Blue Bay, sentinelle d'un écosystème sous tension
Le parc marin de Blue Bay, joyau du littoral sud-est mauricien et l'une des aires marines protégées les plus précieuses de l'océan Indien, a accueilli vendredi dernier une opération discrète mais symboliquement forte. Dix mille alevins de « Gueule Pavée » — la dorade argentée, Rhabdosargus sarba — ont été relâchés dans ses eaux turquoise par les équipes du Centre de Recherches Halieutiques d'Albion (AFRC), placé sous la tutelle du ministère de l'Agro-industrie, de la Sécurité alimentaire, de l'Économie bleue et des Pêches.
Ce geste, mesuré dans son échelle, traduit une ambition bien plus vaste : enrayer le déclin des populations de poissons dans des lagons mauritiens fragilisés par la surpêche, la dégradation des habitats coralliens et les effets du changement climatique.
Un programme national aux multiples fronts
Le relâcher de Blue Bay ne constitue qu'un volet d'un dispositif national coordonné. Au total, quelque 50 000 alevins de « Gueule Pavée » sont simultanément introduits dans d'autres aires marines protégées réparties autour de l'île. Depuis le lancement du Marine Ranching Project, les sites de Grand Gaube, Pointe aux Piments, Trou d'Eau Douce, Mahébourg, Bambous Virieux, Le Morne, Petite Rivière Noire, Albion et Poudre d'Or ont tous bénéficié de ces opérations d'ensemencement.
Le programme cible trois espèces prioritaires dont la raréfaction préoccupe les scientifiques et les professionnels du secteur : le « Cordonnier » (Siganus sutor), la « Gueule Pavée » et le crabe de vase. Chacune joue un rôle fonctionnel déterminant dans l'équilibre écologique des écosystèmes côtiers mauriciens.

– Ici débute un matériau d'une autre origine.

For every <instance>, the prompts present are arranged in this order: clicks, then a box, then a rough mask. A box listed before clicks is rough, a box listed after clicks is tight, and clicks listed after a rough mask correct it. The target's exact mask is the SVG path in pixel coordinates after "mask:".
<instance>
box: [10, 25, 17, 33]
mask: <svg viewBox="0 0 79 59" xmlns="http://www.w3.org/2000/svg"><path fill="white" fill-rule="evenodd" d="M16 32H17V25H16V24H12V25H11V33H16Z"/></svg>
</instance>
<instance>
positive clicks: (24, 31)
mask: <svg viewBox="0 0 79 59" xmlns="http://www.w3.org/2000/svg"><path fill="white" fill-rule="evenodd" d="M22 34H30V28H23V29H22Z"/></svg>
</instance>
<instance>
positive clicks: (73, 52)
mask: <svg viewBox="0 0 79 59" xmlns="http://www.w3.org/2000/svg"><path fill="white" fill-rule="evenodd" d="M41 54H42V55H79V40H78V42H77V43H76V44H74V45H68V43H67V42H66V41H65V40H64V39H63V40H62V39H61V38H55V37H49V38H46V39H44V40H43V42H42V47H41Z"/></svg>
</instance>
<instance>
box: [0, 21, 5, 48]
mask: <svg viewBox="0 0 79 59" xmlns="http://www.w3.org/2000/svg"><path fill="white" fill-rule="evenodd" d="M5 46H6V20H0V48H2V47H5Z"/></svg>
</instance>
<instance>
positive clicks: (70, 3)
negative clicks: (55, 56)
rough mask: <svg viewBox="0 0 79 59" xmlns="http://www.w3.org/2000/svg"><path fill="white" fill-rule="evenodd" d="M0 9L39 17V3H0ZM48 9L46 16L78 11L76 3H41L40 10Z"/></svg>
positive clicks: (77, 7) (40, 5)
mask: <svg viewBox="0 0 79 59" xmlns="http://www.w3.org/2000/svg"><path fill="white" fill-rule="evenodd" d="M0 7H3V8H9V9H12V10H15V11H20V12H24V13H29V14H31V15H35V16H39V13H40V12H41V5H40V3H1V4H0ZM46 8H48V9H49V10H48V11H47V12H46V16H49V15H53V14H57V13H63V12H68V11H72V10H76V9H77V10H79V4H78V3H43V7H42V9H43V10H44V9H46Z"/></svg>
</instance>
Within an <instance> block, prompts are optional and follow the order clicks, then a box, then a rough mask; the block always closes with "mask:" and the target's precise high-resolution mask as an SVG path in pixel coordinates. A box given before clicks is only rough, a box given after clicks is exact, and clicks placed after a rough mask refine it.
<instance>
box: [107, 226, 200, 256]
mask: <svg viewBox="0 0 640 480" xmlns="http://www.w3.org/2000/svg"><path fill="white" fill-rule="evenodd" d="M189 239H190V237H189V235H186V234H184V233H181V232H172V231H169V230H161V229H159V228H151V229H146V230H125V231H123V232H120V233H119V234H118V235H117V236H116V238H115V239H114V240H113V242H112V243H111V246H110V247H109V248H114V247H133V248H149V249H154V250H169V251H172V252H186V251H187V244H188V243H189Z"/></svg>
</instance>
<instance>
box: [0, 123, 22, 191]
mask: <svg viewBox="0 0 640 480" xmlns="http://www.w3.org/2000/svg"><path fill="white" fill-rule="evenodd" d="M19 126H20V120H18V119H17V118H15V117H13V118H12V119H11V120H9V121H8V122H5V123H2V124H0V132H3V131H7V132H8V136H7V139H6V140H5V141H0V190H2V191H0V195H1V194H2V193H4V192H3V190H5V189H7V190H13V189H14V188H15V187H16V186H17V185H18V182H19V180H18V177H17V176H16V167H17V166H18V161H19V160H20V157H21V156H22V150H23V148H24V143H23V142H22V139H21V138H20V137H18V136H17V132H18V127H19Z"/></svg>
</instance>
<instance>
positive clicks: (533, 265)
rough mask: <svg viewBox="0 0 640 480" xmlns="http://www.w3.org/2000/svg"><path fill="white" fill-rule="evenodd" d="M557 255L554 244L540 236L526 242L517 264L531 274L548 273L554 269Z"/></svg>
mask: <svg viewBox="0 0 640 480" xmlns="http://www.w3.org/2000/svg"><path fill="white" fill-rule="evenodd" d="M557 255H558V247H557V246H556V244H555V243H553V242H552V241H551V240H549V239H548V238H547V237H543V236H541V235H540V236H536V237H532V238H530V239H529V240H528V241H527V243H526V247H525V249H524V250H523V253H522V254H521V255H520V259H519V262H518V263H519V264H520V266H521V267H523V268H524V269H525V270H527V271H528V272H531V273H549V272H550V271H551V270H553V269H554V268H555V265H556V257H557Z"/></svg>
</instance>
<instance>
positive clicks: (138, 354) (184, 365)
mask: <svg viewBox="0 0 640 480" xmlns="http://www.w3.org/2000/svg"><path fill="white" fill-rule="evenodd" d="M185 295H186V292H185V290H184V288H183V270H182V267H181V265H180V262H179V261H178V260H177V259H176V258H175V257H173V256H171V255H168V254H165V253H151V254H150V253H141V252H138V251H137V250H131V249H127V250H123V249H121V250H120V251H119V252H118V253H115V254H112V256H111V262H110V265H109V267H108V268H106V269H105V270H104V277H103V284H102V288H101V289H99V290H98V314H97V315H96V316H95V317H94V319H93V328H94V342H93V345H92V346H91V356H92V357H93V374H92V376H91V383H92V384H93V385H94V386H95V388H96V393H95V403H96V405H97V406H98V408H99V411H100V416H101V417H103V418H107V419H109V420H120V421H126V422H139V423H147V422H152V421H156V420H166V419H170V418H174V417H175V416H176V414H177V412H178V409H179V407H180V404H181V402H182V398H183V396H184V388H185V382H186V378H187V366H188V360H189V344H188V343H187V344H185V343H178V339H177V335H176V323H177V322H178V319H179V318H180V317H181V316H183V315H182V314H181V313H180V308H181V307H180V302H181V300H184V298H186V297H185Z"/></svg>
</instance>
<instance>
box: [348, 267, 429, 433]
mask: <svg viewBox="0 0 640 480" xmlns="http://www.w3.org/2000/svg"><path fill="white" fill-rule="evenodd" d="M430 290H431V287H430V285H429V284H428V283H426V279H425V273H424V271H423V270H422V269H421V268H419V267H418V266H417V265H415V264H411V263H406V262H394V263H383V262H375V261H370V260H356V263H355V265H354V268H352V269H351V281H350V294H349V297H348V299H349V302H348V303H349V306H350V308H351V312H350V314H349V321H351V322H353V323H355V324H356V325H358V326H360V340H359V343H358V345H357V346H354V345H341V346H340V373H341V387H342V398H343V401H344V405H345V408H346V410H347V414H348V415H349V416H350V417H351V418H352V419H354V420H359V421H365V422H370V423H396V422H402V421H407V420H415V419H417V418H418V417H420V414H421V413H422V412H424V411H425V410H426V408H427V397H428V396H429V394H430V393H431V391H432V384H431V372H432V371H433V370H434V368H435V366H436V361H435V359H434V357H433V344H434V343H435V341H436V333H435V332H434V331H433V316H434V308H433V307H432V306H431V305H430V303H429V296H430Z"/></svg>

Deux méthodes, une même ambition
Pour produire les juvéniles destinés au relâcher, l'AFRC recourt à deux approches complémentaires de ranching marin. La première, dite « harvest-type », consiste à capturer des alevins sauvages lors de la saison de frai, puis à les élever en bassins contrôlés jusqu'à ce qu'ils atteignent une taille propice à leur réintroduction en milieu naturel. La seconde, qualifiée de « recruit-type », repose sur la reproduction provoquée en conditions de hatchery : les géniteurs sont stimulés à se reproduire artificiellement, et les juvéniles issus de cette ponte sont élevés avant d'être relâchés dans le lagon.
« Ces deux méthodes nous permettent de sécuriser un approvisionnement régulier en alevins, tout en préservant la diversité génétique des stocks », explique-t-on au sein du Centre, qui insiste sur la complémentarité des deux protocoles dans une démarche de long terme.
La "Gueule Pavée", espèce phare d'une économie bleue en construction
Au-delà de son intérêt écologique, la dorade argentée présente une valeur commerciale substantielle sur les marchés mauriciens, où elle est prisée tant par les pêcheurs artisanaux que par la restauration haut de gamme. Sa capacité à se reproduire en conditions contrôlées durant la saison de frai en fait une candidate idéale pour le développement de l'aquaculture nationale — un secteur que le gouvernement entend ériger en pilier de la stratégie d'économie bleue de l'île.
Le Marine Ranching Project illustre ainsi la convergence entre impératifs environnementaux et enjeux économiques : restaurer des écosystèmes dégradés tout en consolidant une filière halieutique durable, capable de contribuer à long terme à la sécurité alimentaire d'une nation insulaire dont le rapport à la mer reste, plus que jamais, fondamental.